Yunus’a Sözüm..

“Bir ben vardır bende, benden içerü”, diyen Yunusa’dır sözüm.
 
O ben var ya bende, benden  içerü , artık sesini duymuyorum, Yunus.
 
Susmuş, yüzyıllardır, olan bitene hayret, olana bitene gayret ile bakar dururum.
 
Gözlerimi kapattığımda ses beklerim, ses yok… Sanki bedenimde ruh yok…
 
Sen yalın ayak dolaşırken, ruhundan ne dinliyordun kim bilir!  Ama, artık bir ben var mıdır bende, benden içeru kimbilir!
 
Hani sen demiştin,:“Ölen hayvan imiş, aşıklar ölmez”.  Ölmeyenler az Yunus.
 
Sarı çiçek ruhuna ne dedi bilmem? “Çiçek eydür devriş baba, gönlüm Hakka doğrudur”, çiçekler kurudu, gönüller susuz Yunus.
 
Asalar çürüdü, çarıklar yırtıldı.  Yerini dört tekerler, iskarpinler aldı.. Aldı da ruhları da bizden aldı Yunus.
 
Ne hakka tutunan kaldı, ne halkla yürüyen..  Gönüller buz oldu Yunus..
 
Hayır dua edenler yok ki selam olsun, selamı da unuttuk, hayır duayı da Yunus…
 
Eğri büğrü sözler çoğaldı, sigaya çeken Kasım sustu Yunus.
 
“İlim ilim bilmektir, ilim kendin bilmektir”, dedin ya, ilim çoğaldı, kendin bilen azaldı Yunus.
 
“Çün okudun bilmezsin, ha bir kuru ekmektir”, demiştin.

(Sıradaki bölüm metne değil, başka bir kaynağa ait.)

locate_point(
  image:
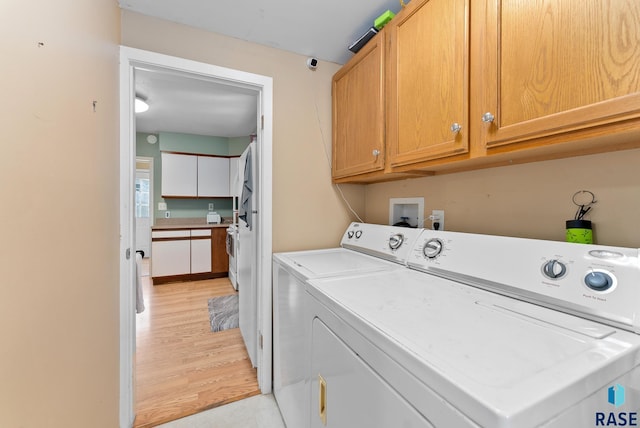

Kuru ekmek fırınlarda doldu Yunus..
 
"Hacca gitmek gönle girmektir", demiştin dün gibi hatırlarım, gönüller ıssız Yunus.
 
“Ah nicedir uyursun uyanmaz mısın ? 
Göçtü kervan kaldık dağlar başında”, diyordun ya dağlar şehir oldu, Yunus.
 
“Elif okuduk ötürü, Pazar eyledik götürü.  
Yaratılmışı hoşgördük Yaratandan ötürü”, diyerek geziyordun, hoşgörü şimdi götürü Yunus…
 
Er odur alçakta dura , 
Yüceden bakan göz değil“,  dedin. Hepimiz yücelerde gezer olduk Yunus…
 
Benzim sarı, gözlerim yaş, Bağrım pare, ciğerim baş 

Halden bilen dertli kardaş

Gel gör beni aşk neyledi,  demiştin ya, ne hal ehli kaldı ne de kardaş Yunus..

 
"Yunus Emre anı görmüş, eline bir divan almış alimler okuyamamış, bu manadan duyan gelsin", ne divan kaldı, ne divanı anlayan…
Divanla çalar oynar olduk, Yunus…
 
Yalancı dünyaya konup göçenler

 Ne söylerler, ne bir haber verirler

 Üzerinde, türlü otlar bitenler

 Ne söylerler, ne bir haber verirler

 
 Kimisinin üstünde biter otlar

 Kiminin başında sıra serviler

 Kimi masum, kimi güzel yiğitler

 Ne söylerler, ne bir haber verirler

 
Toprağa gark olmuş nazik tenleri

Söylemeden kalmış, tatlı dilleri

Gelin, duadan unutman bunları

Ne söylerler, ne bir haber verirler

 
Yunus der ki, gör takdirin işleri

Dökülmüştür kirpikleri kaşları

Başları ucunda hece taşları

Ne söylerler, ne bir haber verirler.